Christiane Passevant / Divergences
Article mis en ligne le 13 février 2008
dernière modification le 23 novembre 2008

par CP

À lire dans divergence.be, janvier 2008, n° 11.

Qui est Vladimir Poutine ? Quel est ce personnage qui contrôle, avec Gazprom, 30 % de l’approvisionnement en gaz de l’Europe ? Qui est ce président plébiscité par la majorité de la population russe ? S’agit-il d’une « présidence impériale » ou d’une « démocratie présidentielle » autoritaire ? Poutine l’autocrate représente-t-il une continuité ou un changement ?

Le Système Poutine, de Jean-Michel Carré et de Jill Emery, analyse la personnalité autoritaire du chef d’État russe. Les cinéastes vont aux origines du personnage Poutine, questionnent son adolescence, suivent l’itinéraire de cet homme de l’ombre formé par le KGB. Poutine a gravi patiemment les marches du pouvoir et a su mettre en place des réseaux de contrôle extrêmement puissants. Son ascension au pouvoir recouvre trente années d’histoire russe.

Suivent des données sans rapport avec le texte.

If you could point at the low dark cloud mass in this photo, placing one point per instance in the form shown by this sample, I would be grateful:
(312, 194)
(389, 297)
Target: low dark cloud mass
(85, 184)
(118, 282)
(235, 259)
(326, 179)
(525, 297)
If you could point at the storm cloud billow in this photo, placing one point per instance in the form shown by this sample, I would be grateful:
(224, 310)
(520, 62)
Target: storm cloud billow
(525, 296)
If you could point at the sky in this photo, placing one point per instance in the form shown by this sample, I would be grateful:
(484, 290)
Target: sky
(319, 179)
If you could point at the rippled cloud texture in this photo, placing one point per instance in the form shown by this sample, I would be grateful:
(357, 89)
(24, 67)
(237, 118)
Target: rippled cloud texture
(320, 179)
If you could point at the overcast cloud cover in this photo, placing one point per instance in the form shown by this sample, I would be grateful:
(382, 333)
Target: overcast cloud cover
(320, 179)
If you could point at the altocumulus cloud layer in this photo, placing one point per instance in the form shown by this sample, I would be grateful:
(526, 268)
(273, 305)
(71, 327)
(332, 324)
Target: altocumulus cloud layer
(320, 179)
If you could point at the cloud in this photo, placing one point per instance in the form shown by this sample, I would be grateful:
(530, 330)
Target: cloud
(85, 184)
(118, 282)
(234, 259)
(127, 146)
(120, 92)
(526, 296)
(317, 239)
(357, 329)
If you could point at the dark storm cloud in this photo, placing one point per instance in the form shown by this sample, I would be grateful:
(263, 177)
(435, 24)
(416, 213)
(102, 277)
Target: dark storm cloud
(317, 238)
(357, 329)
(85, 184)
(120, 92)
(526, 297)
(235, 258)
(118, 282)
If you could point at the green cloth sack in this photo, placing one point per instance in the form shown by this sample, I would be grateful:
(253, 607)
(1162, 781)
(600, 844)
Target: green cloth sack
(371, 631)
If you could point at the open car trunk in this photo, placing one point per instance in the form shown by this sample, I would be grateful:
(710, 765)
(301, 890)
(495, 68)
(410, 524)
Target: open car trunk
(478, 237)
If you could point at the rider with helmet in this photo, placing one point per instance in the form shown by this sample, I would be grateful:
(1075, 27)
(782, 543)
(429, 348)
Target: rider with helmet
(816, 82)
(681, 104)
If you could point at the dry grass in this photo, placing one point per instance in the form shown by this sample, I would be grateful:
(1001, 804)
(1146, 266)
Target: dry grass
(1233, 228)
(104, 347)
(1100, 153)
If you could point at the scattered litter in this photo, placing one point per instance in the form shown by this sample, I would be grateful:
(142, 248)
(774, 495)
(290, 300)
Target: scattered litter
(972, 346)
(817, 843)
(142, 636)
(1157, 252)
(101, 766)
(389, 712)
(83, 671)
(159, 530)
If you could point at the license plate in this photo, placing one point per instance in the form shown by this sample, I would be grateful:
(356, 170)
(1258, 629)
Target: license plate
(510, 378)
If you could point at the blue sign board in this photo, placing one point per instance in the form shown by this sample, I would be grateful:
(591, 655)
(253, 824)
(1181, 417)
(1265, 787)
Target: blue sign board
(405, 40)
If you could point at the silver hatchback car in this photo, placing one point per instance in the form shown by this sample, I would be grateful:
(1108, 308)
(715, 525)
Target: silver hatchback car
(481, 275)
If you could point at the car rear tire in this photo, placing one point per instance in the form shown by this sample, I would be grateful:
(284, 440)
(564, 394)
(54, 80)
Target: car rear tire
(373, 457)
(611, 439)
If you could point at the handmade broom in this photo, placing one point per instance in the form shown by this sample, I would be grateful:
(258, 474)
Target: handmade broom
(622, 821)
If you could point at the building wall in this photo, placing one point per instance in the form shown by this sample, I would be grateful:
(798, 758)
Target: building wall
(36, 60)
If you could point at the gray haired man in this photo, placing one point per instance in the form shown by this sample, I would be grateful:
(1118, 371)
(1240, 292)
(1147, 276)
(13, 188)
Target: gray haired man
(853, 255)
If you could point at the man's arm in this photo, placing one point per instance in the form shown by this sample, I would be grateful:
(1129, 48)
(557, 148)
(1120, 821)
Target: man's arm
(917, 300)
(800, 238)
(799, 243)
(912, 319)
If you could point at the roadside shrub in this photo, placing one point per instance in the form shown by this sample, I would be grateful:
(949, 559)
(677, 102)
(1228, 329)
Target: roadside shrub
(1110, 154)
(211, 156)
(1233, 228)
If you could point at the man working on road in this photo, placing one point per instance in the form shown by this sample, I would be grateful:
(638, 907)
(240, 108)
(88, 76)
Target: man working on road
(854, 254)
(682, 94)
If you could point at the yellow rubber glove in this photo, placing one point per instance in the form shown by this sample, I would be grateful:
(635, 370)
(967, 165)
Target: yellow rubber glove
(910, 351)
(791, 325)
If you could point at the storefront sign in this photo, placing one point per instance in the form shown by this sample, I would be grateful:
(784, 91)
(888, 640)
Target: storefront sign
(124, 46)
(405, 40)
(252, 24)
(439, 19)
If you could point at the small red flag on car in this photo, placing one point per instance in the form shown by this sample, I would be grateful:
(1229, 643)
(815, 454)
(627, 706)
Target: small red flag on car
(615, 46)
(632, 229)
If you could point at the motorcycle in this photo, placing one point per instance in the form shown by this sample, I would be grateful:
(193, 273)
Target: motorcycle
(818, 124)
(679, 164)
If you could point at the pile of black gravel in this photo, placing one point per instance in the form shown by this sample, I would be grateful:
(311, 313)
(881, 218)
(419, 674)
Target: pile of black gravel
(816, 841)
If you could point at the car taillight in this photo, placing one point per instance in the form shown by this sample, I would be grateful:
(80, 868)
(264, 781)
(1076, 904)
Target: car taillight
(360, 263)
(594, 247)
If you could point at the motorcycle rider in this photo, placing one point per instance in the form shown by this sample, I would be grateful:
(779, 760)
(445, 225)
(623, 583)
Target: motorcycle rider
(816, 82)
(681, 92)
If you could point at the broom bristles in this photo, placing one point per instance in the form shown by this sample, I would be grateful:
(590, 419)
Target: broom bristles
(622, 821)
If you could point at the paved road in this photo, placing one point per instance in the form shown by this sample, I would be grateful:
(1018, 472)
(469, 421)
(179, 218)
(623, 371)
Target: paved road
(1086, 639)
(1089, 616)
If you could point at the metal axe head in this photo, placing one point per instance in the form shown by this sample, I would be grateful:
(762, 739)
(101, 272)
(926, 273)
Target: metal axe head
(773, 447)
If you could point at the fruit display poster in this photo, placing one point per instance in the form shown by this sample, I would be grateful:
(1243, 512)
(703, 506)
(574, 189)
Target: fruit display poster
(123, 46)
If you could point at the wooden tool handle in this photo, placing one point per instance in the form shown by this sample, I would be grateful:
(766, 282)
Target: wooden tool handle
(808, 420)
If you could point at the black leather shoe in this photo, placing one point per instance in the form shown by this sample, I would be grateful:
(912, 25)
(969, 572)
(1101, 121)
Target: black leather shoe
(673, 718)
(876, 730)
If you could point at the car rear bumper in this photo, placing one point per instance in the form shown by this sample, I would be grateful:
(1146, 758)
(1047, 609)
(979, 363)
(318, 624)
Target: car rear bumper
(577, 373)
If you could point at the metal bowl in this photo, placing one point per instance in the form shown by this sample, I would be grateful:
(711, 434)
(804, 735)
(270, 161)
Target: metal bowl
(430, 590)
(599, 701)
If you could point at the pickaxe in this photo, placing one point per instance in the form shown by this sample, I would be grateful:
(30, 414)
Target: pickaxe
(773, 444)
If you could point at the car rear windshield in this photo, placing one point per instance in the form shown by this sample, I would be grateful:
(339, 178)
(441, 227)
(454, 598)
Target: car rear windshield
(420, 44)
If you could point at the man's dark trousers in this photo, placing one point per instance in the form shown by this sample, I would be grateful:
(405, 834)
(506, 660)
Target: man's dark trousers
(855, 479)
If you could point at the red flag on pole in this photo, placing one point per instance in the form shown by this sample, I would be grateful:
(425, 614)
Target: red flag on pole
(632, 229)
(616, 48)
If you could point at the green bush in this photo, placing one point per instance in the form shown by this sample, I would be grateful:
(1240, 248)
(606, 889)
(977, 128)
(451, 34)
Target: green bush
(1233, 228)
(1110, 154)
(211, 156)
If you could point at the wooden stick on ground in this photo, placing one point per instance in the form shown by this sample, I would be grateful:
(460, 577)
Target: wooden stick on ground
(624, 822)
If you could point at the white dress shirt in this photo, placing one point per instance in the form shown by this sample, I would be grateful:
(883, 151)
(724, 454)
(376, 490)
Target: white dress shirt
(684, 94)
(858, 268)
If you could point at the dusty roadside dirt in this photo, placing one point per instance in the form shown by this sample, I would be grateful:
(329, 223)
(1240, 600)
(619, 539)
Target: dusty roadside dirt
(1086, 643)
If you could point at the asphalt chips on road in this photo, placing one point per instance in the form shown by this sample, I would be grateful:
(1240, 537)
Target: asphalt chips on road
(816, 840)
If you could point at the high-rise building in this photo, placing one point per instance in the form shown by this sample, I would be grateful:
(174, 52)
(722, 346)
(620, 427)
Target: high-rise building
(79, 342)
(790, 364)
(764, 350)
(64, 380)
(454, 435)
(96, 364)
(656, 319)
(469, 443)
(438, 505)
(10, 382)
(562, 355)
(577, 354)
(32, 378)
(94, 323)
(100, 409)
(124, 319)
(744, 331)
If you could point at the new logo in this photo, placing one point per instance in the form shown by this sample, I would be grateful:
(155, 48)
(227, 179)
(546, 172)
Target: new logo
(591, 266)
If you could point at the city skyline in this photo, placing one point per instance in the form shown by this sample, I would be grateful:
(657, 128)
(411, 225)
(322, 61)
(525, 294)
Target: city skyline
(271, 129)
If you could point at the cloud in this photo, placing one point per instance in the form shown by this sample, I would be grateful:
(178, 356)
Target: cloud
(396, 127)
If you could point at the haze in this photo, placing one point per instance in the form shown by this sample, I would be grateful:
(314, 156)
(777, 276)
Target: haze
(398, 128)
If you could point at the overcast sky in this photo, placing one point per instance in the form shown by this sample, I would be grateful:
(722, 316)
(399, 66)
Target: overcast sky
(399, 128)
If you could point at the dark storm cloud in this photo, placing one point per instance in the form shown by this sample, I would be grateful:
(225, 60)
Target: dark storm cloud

Koursk, un sous-marin en eaux troubles, de Jean-Michel Carré (2004), est un premier film sur Vladimir Poutine, un documentaire d’investigation qui analyse la période entre son élection et sa prise de pouvoir. « Ce qui est fascinant dans ce genre d’investigation où votre seule arme véritable en tant que cinéaste est de prendre le temps, ce dont les journalistes ont rarement la possibilité, c’est de découvrir dans des documents relativement accessibles car officiels des informations qui, regroupées avec d’autres, tout aussi officielles, démontrent le contraire de la thèse qu’ils sont censés illustrer. » C’est en effet huit années d’enquête, de recherche, de rencontres, d’éléments croisés pour cerner un système de pouvoir.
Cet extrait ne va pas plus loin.